By Kebba Jeffang
Mr. Ebrima Solo Sandeng, the newly elected National Organising Secretary of the United Democratic Party (UDP), was arrested together with about two dozens young people, while protesting on Thursday, 14th April, 2016 at Westfield.
Since then family members and loved ones have not heard from the security forces that arrested him regarding his whereabouts or fate while in detention. News however reached the family that he is no longer alive.
When this reporter visited the residence of Mr. Sandeng in Dippakunda on Saturday morning he found the place full with grieving relatives who were seen crying and screaming as well as neighbours and other sympathisers who gathered there.
Fatoumata Sandeng, Mr. Sandeng’s daughter, said they heard about the death of her father on the internet on Friday night but did not believe it because of the unreliability of information on social media (Facebook) sometimes and that she tried to convince the family, including her mother, not to take it seriously.
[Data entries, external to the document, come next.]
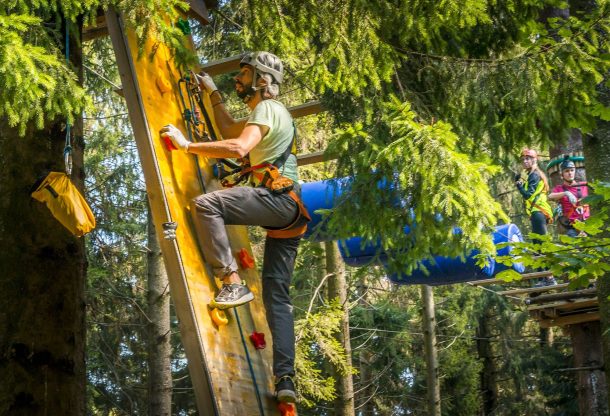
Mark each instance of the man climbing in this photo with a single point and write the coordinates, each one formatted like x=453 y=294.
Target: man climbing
x=570 y=194
x=534 y=190
x=272 y=200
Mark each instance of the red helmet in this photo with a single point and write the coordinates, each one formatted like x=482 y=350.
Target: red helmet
x=529 y=152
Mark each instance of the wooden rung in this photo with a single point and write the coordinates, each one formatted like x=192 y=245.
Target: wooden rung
x=98 y=30
x=525 y=290
x=562 y=296
x=302 y=110
x=565 y=305
x=306 y=109
x=570 y=320
x=311 y=158
x=524 y=276
x=198 y=11
x=222 y=66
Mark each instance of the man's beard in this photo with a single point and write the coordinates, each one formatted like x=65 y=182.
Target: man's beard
x=245 y=91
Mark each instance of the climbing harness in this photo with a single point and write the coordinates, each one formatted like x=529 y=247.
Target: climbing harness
x=532 y=202
x=574 y=207
x=269 y=176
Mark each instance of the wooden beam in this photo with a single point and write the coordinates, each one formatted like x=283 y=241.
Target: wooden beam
x=562 y=296
x=98 y=30
x=306 y=109
x=311 y=158
x=524 y=276
x=570 y=320
x=222 y=66
x=297 y=111
x=526 y=290
x=566 y=305
x=198 y=11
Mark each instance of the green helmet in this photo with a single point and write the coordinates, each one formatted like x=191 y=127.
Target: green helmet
x=566 y=164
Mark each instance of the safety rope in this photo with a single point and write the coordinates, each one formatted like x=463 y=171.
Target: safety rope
x=243 y=341
x=68 y=144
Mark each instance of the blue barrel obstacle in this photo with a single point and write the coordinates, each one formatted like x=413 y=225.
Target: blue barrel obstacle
x=322 y=195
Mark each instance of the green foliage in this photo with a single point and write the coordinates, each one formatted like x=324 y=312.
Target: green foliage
x=36 y=83
x=315 y=338
x=580 y=259
x=432 y=188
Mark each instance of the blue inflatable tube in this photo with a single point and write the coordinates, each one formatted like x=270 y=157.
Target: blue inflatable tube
x=323 y=195
x=443 y=270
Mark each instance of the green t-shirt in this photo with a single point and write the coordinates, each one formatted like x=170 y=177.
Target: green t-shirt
x=273 y=114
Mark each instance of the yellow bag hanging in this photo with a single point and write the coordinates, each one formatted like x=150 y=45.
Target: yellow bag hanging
x=66 y=203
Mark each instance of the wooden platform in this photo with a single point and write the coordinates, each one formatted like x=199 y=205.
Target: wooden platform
x=556 y=305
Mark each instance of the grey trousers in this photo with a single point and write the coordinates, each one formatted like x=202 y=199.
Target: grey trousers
x=255 y=206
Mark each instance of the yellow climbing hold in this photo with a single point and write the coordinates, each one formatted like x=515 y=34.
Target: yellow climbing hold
x=163 y=84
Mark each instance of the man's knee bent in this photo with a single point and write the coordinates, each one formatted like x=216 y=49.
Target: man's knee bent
x=207 y=204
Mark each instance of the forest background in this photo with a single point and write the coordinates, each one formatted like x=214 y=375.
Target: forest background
x=441 y=95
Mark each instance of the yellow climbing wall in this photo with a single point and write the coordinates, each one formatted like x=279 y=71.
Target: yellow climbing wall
x=222 y=377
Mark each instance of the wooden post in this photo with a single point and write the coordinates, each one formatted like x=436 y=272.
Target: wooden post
x=591 y=383
x=429 y=323
x=337 y=288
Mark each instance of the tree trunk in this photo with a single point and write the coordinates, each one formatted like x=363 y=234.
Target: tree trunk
x=337 y=289
x=429 y=321
x=591 y=382
x=42 y=276
x=159 y=331
x=489 y=384
x=366 y=388
x=597 y=158
x=596 y=147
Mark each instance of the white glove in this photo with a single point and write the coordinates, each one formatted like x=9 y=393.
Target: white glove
x=570 y=197
x=206 y=82
x=176 y=137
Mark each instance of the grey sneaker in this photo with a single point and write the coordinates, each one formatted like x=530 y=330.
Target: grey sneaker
x=232 y=295
x=546 y=281
x=284 y=390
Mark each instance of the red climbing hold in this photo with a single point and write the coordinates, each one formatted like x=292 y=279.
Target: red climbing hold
x=168 y=144
x=245 y=259
x=258 y=339
x=286 y=409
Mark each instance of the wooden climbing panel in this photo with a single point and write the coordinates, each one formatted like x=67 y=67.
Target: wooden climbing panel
x=229 y=374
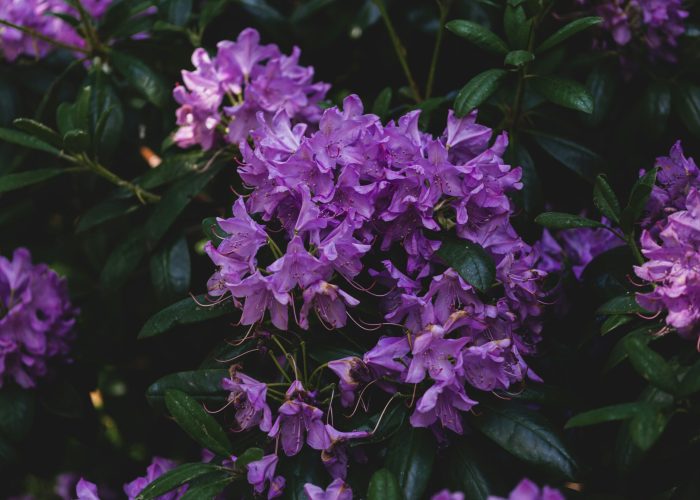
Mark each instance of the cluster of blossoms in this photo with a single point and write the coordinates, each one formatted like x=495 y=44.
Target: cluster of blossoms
x=41 y=16
x=327 y=199
x=655 y=24
x=670 y=241
x=36 y=319
x=222 y=96
x=575 y=248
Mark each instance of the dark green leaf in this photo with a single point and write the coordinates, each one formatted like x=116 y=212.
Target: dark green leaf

“However, we kept on with our enquiries but that with every source we contacted it is confirmed that he is dead. All that we (the family) are saying now it is for the state to bring back our dad if he is not dead or to give us the corpse if he is dead,” appealed the daughter.
She said her mother went to the authorities before but was told that she could not see him.
Ms. Sandeng asked whether it is a crime for someone to engage in a peaceful demonstration. She said they will continue to demand for their father whether alive or dead.
“We want them to bring back our father and if he is not alive let them explain the circumstances leading to his death as he was healthy before his arrest,” said Ms. Sandeng.
Meanwhile, Lawyer Ousainou Darboe, the UDP party leader, in a press briefing at his residence on the same day, said he got reliable information that Solo Sandeng was killed as a result of the torture he received while being held by the security forces.
Foroyaa will continue to conduct its investigation to ascertain the state of physical well being of all detainees as well as to remind the state that if they are not released they should be taken before a court of law as the 72 hours limit has already expired.